CultureFoundryCA / fst-runtime

This project represents a Python package to query finite-state transducers that have been compiled to the AT&T format.
MIT License
0 stars 0 forks source link

Refactor graph data structure #4

Closed scott-parkhill closed 3 weeks ago

scott-parkhill commented 3 weeks ago

We're going to need to refactor the graph data structure into something more strongly typed. We need something that is easily workable in two directions: from starting state to accepting state(s), and from an accepting state to the starting state. This is so we can input indices and retrieve index+PLURAL, as well as input index+PLURAL and retrieve indexes and indices. Note that multiple outputs can be achieved in both cases, up or down the graph using the foma terminology.
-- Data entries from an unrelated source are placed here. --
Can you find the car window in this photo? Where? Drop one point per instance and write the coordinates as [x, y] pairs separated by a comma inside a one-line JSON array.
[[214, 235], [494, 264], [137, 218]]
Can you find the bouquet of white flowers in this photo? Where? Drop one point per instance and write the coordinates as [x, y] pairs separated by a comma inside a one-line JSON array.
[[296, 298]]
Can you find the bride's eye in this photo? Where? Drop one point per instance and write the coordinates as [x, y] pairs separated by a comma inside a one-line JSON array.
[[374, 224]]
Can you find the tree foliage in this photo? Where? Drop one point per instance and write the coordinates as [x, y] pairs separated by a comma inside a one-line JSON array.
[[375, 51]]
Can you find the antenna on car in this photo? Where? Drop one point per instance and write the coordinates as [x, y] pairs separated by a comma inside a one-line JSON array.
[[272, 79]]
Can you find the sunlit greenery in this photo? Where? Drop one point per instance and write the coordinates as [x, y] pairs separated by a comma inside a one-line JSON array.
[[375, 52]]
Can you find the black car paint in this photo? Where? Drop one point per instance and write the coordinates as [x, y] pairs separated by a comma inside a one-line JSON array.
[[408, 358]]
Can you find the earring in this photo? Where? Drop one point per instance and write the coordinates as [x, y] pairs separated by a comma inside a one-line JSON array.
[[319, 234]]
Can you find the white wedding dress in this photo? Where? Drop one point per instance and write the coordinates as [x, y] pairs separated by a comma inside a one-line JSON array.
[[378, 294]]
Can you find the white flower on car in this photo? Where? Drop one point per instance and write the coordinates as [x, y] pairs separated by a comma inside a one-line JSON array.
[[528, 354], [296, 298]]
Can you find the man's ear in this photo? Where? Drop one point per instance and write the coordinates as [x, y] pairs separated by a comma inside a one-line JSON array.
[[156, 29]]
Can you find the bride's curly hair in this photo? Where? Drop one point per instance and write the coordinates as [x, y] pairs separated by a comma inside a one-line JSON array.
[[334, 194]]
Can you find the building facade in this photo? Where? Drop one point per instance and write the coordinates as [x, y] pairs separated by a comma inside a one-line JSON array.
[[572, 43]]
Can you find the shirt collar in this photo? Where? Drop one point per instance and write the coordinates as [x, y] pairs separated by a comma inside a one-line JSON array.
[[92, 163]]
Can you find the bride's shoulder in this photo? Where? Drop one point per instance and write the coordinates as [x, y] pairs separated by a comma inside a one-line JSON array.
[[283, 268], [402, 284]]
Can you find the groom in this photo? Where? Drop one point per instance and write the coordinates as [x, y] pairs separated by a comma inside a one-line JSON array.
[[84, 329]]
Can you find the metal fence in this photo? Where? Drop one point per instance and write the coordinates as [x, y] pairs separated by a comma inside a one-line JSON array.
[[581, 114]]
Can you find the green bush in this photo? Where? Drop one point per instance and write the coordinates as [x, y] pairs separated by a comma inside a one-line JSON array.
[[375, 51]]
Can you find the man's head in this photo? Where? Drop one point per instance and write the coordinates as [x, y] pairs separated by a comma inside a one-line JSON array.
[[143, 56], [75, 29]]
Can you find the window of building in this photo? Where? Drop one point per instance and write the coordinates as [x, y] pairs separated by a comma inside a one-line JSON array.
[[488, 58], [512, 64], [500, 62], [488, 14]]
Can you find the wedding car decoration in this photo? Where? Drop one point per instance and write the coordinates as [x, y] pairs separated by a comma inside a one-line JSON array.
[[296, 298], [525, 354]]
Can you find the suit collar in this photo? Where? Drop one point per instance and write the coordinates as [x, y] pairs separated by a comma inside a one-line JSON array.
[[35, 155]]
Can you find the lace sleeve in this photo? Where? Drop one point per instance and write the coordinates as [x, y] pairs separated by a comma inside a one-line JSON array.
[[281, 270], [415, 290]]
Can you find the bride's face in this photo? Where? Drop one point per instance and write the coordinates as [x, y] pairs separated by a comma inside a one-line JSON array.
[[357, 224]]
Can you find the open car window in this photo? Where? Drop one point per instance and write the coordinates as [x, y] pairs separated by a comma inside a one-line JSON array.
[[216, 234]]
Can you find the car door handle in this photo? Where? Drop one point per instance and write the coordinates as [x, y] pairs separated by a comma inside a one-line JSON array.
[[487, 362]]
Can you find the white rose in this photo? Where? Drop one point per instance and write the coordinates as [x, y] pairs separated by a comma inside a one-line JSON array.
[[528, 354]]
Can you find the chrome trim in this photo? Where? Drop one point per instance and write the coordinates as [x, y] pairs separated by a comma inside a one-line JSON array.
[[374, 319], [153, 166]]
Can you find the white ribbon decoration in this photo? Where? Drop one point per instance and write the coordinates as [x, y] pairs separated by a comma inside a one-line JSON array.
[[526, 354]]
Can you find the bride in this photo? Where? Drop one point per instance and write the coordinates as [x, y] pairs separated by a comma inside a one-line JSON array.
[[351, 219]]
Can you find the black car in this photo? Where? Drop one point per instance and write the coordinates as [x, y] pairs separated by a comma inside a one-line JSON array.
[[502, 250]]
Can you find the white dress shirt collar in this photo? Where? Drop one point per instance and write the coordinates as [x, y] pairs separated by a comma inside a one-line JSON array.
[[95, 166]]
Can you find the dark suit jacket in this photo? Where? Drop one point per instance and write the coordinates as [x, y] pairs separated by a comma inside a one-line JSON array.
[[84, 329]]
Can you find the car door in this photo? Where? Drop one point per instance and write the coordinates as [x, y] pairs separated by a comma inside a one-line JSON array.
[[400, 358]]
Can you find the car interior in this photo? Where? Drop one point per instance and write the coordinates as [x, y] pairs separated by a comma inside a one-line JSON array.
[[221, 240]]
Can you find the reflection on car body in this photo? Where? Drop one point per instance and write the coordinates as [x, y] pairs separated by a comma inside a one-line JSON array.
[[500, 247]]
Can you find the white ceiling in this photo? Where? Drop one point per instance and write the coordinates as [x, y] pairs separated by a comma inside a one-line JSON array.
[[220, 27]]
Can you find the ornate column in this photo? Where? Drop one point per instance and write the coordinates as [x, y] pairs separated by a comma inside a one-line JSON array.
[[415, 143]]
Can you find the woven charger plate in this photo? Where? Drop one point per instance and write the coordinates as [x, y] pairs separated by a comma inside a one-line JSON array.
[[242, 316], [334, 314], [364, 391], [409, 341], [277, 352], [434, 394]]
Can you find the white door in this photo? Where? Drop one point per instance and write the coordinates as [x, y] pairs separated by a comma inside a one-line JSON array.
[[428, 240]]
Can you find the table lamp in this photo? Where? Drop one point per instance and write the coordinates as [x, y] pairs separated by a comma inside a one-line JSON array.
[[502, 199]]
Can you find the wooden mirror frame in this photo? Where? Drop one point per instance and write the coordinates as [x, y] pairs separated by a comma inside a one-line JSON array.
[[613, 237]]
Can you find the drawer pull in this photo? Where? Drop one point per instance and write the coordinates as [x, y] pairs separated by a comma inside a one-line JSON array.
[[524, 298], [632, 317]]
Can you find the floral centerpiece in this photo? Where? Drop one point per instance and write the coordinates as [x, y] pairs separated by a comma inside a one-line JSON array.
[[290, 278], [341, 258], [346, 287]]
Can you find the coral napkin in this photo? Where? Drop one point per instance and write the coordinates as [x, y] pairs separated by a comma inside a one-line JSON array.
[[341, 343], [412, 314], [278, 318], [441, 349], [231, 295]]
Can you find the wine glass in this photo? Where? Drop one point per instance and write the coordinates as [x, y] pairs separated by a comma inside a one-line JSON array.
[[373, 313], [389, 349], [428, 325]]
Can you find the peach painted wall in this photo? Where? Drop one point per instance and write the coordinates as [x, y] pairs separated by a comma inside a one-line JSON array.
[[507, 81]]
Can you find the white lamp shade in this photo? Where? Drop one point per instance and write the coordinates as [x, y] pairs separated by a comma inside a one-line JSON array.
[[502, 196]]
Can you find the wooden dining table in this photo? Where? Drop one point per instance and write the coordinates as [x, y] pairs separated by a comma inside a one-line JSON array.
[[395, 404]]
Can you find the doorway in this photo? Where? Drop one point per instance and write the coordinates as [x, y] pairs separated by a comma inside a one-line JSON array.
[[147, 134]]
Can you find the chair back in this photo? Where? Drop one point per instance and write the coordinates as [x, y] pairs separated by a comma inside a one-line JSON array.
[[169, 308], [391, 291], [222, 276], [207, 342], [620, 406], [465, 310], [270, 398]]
With the current data structure, the reverse operation on the graph is very expensive. If we change our data structure though, we won't have to reverse anything; all we'll have to do is change if we start at our start state or accepting state, and whether we're following the graph normally or in reverse.

This'll look something like this (I'm unsure about if this visitor stuff is needed but I put it in because I think it might be):

class DirectedEdge:
    def __init__(self):
        self.id: int
        self.source_node: Node
        self.target_node: Node
        self.input_symbol: str
        self.output_symbol: str
        self._last_visited_by: int
        self._times_visited: int

    def visit(self, visitor: DirectedNode):
        if visitor.id == self._last_visited_by:
            self._times_visited += 1
            return

        self._last_visited_by = visitor.id
        self._times_visited = 1

    def visits_by(self, visitor: DirectedNode):
        return self._times_visited if visitor.id == self._last_visited_by else 0

class DirectedNode:
    def __init__(self):
        self.id: int
        self.is_accepting_state: bool
        self.transitions_in: list[DirectedEdge]
        self.transitions_out: list[DirectedEdge]

class DirectedGraph:
    def __init__(self):
        self.start_state: DirectedNode
        self.accepting_states: list[DirectedNode]
        self.multichar_symbols: set[str]

Something like this I think. The instance variables _last_visited_by will be a unique ID for that current walk of the traversal algorithm, and for each time that walk walks that edge, you add to the times visited. We'll then cap times visited. This can then be used to stop infinite looping. We'll then read the .att file into this structure, and change our algorithm to walk this graph.

scott-parkhill commented 3 weeks ago

Closed by 0e0c3acca341f77b569ad682b60cf63ba0cd8381